Shroff, R., Rulíšek, L., Doubský, J., & Svatoš, A. (2009). Acid-base-driven matrix-assisted mass spectrometry for targeted metabolomics. Proceedings of the National Academy of Sciences of the United States of America, 106(25), 10092-10096. doi:10.1073/pnas.0900914106.


Cite as: https://hdl.handle.net/11858/00-001M-0000-0012-B473-F
Abstract
The ability to charge huge biomolecules without breaking them apart has made matrix-assisted laser desorption/ionization (MALDI) mass spectrometry an indispensable tool for biomolecular analysis.
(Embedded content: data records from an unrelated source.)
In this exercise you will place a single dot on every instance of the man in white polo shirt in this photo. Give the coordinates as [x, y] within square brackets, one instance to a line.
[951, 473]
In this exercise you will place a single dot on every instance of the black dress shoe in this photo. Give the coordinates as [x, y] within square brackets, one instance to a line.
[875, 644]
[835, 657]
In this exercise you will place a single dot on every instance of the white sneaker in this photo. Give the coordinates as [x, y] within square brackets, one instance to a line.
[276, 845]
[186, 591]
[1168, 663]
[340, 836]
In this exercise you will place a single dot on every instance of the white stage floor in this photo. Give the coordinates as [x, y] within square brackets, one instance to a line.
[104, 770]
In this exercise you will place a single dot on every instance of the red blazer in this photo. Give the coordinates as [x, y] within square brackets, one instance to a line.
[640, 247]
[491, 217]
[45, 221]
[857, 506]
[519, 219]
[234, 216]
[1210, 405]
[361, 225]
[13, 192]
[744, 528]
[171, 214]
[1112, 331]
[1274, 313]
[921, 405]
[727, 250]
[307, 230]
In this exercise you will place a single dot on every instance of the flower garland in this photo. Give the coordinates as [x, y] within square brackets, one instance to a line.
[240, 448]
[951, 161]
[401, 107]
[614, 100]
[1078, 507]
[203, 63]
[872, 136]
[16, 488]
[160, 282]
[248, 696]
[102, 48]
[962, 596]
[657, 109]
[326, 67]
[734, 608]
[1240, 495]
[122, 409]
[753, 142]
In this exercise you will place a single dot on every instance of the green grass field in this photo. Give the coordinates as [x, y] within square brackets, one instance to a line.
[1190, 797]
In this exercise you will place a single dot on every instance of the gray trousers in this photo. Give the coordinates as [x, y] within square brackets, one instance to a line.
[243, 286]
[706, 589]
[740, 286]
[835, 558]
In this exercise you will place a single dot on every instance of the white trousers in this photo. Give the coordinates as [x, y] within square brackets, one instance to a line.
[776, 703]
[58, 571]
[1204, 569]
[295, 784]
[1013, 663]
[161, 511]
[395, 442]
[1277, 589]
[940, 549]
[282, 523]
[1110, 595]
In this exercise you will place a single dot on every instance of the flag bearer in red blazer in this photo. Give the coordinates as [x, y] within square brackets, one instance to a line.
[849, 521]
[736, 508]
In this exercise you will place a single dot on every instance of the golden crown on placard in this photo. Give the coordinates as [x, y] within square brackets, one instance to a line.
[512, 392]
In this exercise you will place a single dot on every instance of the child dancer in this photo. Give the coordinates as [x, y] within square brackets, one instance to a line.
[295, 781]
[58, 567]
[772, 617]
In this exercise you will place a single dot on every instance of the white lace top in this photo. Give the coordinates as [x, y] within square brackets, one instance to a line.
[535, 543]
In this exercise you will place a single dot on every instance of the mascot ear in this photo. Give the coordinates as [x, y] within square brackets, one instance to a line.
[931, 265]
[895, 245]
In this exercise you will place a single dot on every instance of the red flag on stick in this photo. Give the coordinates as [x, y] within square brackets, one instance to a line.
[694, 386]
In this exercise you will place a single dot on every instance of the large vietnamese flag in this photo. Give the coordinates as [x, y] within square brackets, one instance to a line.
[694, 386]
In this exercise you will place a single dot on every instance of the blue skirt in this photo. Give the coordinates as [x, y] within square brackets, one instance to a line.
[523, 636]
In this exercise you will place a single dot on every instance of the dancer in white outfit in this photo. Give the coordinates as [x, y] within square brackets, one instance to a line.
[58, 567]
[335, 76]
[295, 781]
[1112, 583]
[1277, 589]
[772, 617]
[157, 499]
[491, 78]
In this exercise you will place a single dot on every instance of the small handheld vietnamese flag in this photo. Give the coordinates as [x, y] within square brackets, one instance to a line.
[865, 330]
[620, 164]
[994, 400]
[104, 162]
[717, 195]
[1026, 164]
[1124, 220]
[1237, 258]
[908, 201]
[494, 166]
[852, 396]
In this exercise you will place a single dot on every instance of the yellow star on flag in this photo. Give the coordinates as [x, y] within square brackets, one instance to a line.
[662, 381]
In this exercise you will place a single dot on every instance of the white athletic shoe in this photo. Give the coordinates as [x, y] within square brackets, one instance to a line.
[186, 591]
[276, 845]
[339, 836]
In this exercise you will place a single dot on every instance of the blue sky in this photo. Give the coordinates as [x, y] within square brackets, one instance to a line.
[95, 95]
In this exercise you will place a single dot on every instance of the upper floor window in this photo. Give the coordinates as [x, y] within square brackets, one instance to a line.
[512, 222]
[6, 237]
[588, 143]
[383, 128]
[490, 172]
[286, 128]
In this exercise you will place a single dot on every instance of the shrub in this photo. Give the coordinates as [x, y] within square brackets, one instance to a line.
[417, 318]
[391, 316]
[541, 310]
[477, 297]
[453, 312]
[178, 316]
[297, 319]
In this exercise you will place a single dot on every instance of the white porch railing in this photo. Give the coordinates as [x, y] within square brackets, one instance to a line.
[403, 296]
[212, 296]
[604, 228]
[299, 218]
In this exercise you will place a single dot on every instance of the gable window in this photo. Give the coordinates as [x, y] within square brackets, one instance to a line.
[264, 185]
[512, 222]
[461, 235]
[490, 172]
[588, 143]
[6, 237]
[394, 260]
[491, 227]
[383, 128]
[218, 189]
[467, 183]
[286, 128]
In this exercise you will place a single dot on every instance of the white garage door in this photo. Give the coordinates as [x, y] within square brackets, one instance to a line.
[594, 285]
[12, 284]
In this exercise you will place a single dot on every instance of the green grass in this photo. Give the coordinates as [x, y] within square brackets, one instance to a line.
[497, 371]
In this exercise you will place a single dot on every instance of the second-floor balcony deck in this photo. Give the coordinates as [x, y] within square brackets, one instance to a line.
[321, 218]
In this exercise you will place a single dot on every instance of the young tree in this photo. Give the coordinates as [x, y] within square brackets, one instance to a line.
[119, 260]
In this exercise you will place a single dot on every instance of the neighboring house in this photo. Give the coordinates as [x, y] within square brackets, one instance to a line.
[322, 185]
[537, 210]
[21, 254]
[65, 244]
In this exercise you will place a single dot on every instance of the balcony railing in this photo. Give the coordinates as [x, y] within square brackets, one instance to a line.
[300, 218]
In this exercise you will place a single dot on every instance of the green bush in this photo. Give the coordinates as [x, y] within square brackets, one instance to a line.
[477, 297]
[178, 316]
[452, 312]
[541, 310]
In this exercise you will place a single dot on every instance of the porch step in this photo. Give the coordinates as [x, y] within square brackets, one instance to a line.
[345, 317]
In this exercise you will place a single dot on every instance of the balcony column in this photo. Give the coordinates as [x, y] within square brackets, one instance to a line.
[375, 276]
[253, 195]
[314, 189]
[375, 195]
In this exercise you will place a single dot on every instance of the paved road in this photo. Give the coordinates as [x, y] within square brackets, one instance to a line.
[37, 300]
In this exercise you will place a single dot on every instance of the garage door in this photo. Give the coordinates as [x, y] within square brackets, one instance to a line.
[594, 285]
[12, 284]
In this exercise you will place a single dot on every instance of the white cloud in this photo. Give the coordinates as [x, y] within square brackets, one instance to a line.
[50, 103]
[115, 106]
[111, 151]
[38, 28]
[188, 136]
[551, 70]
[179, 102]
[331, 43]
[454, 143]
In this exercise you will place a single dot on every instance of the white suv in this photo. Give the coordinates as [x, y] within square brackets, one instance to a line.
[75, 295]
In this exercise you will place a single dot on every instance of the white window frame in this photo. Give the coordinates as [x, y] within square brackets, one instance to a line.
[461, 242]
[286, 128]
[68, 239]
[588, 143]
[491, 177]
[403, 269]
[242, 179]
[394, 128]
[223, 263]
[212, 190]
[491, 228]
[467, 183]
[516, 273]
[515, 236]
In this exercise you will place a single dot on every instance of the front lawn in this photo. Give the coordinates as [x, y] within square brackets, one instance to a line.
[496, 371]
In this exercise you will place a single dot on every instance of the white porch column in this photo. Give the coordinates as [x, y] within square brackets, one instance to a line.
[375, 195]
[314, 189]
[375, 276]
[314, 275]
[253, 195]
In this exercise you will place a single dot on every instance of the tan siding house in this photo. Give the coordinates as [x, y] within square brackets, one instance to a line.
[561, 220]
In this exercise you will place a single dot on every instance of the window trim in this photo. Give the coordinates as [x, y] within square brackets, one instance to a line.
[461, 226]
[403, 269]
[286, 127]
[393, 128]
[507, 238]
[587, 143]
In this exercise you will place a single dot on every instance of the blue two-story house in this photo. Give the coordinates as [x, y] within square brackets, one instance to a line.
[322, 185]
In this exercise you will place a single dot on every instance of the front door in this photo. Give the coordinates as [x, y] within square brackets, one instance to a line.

Conventional, empirically selected matrices produce abundant matrix ion clusters in the low-mass region (<500 Da), hampering the application of MALDI-MS to metabolomics. An ionization mode of MAILD, a rational protocol for matrix selection based on Brønsted–Lowry acid–base theory and its application to metabolomics, biological screening/profiling/imaging, and clinical diagnostics is illustrated. Numerous metabolites, covering important metabolic pathways (Krebs' cycle, fatty acid and glucosinolate biosynthesis), were detected in extracts, biofluids, and/or in biological tissues (Arabidopsis thaliana, Drosophila melanogaster, Acyrthosiphon pisum, and human blood). This approach moves matrix selection from “black art” to rational design and sets a paradigm for small-molecule analysis via MALDI-MS.